In a few hours we’ll be taken to our new hospital room, and soon we will begin the long debate about what to name him. For now we’re focused on recovering, and learning more about this creature who has consumed our lives for the last 10 months, and will continue to rule the roost for another 18 years. Later, when one of the nurses tell us that he pooped on the operating room floor, we laugh so hard we cry, and our hearts grow even more.
………………………………………………….
By the numbers:
- 1 – epidural
- 3 – shortest time between contractions, in minutes
- 8 or 9 – centimeters dilated the hospital staff thought I was when I arrived in labor
- 5 – centimeters dilated, assessed after epidural
- 6 – times they tried to put in an IV
- 21:21 – when Lucca was born
- 20.5 – Lucca’s length, in inches
- 9.06 – Lucca’s weight in oz
- 17 – pounds lost in one week (benefits of having a big baby)
- 7 – number of pizza slices eaten in eight days following Lucca’s birth
- 107 – months of consecutive skiing before I quit because of this little nugget
Fun facts:
- We waited two days to name him, in part because we had two names picked out and weren’t sure which one suited him better. On the first day he was Lucca, on the second day he was name #2, then all the sudden it switched and he could only be Lucca. No, we’re not going to tell you the other name!
- Lucca means ‘light’, and also ‘a boy from the Luciano region of Italy’, which is the sunny region where all of the delicious wine and olives are from. Nello is a nickname for Antonello. We named him after our two great grandfathers Luca Tursi and Nello Ciari.
- Each one of this names is five letters long. We didn’t do this on purpose, but I kind of like it.
- We chose not to find out the sex of the baby until birth. This made naming a challenge (see above), but was really exciting when he came out!
- I thought I would have a girl given the history in my family, but most everyone thought it would be a boy. My niece Ellie, who is 3 1/2, was steadfast from the very beginning that it would be a boy. Turns out she was right.
- Lucca shares a birthday with his Great, Great Aunt Nancy. She would have been 97 this year. She was a kind, sweet, generous woman, and we like to think Lucca chose his birthday wisely and that he shares many of her best traits. The jury is out as to whether he’ll be an amazing cook too!

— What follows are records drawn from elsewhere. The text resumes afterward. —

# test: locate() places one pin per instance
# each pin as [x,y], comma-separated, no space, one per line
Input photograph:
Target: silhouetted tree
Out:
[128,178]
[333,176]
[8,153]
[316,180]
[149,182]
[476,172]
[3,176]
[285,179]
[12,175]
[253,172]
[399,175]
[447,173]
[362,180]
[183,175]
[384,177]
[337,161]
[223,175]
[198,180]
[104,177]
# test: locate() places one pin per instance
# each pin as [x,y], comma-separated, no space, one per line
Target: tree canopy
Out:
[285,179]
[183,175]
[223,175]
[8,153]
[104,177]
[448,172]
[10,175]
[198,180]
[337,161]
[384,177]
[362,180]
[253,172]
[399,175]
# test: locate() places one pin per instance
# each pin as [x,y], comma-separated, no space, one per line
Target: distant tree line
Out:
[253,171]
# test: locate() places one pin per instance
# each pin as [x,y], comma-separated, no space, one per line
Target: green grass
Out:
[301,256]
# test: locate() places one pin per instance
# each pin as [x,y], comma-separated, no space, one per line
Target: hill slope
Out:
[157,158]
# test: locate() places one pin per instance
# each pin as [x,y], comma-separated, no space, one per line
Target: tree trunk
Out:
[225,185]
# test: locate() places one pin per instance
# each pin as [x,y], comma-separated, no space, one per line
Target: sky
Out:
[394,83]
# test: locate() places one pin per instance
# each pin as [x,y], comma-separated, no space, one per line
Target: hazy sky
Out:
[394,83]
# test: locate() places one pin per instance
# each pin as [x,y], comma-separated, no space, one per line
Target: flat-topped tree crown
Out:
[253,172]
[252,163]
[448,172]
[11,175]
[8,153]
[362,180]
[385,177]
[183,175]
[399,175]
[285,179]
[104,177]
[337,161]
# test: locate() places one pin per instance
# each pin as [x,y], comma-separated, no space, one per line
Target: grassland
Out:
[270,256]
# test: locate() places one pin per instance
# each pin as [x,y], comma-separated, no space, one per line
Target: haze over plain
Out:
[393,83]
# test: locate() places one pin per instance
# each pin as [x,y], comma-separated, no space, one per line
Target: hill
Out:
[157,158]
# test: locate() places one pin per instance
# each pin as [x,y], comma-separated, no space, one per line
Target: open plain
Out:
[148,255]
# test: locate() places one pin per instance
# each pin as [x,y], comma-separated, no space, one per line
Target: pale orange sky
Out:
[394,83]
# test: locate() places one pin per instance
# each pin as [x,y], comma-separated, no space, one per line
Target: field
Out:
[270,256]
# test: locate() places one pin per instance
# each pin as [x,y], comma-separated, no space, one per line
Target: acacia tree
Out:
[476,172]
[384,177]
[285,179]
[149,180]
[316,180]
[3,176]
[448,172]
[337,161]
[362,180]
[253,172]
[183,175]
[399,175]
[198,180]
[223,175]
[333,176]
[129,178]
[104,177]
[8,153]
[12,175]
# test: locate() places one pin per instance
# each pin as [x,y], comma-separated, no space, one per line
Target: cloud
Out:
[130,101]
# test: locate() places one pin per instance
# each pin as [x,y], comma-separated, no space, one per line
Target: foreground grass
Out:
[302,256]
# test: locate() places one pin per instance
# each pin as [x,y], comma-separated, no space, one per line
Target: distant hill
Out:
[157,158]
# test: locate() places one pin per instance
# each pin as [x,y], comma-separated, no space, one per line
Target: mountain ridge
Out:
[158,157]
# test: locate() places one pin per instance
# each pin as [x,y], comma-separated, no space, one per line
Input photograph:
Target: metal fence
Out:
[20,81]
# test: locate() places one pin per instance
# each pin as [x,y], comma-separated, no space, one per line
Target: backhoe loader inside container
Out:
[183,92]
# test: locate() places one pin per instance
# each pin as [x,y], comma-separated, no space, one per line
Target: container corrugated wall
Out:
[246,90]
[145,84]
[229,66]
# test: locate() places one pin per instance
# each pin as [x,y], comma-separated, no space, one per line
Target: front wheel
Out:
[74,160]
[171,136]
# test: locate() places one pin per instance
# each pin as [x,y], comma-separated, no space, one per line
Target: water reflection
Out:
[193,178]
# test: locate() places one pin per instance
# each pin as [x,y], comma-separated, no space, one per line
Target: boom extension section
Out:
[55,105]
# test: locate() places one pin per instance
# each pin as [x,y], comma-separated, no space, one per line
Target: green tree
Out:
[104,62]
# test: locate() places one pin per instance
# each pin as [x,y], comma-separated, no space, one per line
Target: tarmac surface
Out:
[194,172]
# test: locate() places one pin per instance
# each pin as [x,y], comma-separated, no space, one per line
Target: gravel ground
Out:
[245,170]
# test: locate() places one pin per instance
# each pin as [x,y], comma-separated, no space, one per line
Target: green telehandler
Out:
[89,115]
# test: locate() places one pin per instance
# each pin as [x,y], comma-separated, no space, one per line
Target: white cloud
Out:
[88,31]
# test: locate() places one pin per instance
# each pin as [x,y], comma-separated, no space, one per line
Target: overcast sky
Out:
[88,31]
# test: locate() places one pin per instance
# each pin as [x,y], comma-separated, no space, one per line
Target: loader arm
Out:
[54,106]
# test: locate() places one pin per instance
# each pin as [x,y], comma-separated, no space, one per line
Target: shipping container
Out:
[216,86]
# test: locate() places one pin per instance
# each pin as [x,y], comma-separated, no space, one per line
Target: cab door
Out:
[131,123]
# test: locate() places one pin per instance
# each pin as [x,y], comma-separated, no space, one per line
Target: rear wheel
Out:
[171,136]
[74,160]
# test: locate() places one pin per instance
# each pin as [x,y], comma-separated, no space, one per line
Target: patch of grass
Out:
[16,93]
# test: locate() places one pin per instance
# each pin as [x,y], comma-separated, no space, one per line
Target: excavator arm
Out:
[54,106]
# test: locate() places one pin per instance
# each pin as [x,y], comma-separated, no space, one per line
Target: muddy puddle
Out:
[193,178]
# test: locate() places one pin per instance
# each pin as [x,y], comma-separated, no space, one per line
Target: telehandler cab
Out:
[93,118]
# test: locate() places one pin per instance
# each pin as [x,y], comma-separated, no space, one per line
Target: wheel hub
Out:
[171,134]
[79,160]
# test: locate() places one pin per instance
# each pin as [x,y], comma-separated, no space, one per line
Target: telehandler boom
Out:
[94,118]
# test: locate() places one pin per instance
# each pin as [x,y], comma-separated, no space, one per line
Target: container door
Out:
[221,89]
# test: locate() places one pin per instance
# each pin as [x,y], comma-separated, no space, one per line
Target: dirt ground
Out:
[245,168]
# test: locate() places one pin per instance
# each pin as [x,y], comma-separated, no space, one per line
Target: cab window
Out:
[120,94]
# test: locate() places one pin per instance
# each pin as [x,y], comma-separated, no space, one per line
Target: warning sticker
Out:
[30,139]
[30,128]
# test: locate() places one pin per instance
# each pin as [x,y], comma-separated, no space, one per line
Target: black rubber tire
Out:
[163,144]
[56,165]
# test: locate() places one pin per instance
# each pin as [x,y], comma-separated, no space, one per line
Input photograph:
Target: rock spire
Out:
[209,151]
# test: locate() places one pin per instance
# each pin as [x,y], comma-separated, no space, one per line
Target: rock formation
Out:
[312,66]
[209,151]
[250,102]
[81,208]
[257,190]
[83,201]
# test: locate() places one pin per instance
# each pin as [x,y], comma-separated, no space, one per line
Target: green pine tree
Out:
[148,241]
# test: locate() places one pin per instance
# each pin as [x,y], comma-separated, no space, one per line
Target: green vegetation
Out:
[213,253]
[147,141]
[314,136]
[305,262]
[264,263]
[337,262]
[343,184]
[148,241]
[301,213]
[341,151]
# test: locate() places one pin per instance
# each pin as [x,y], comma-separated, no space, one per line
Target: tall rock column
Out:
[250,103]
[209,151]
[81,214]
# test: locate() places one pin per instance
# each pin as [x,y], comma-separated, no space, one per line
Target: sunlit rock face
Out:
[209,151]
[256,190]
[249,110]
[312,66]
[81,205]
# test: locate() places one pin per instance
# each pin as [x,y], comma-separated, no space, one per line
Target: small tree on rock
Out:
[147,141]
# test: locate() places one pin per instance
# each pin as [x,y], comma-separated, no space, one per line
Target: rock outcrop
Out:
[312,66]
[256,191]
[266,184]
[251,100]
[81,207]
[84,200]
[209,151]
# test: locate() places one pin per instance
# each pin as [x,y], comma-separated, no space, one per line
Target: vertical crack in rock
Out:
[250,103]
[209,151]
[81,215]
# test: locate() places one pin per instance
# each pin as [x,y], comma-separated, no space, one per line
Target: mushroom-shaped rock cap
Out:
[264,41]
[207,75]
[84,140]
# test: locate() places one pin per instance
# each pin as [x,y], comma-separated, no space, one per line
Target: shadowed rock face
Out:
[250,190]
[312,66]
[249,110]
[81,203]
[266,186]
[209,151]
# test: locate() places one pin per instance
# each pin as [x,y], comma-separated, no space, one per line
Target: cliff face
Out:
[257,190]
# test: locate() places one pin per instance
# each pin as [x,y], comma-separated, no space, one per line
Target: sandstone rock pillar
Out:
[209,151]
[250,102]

We would NOT have survived the first week if it weren’t for all of the amazing people taking care of us. Our community of friends has blown us away with their thoughtfulness. Mimi & Tony sent pizza and ice cream our first night home. Kemp and Angie fed us twice the first week (smoked chicken and homemade pasta, in case you want something to drool over). Matt and Andrea brought scruffy vegetarian lasagne, Natalie brought quiche, Meagan and Torsten delivered homemade lasagne. And there were many others who already brought food or sent gift cards to order in. And thanks to Allison, who joined us for our inaugural first adventure: a one-block walk in our neighborhood to introduce Lucca to our favorite friends and neighbors.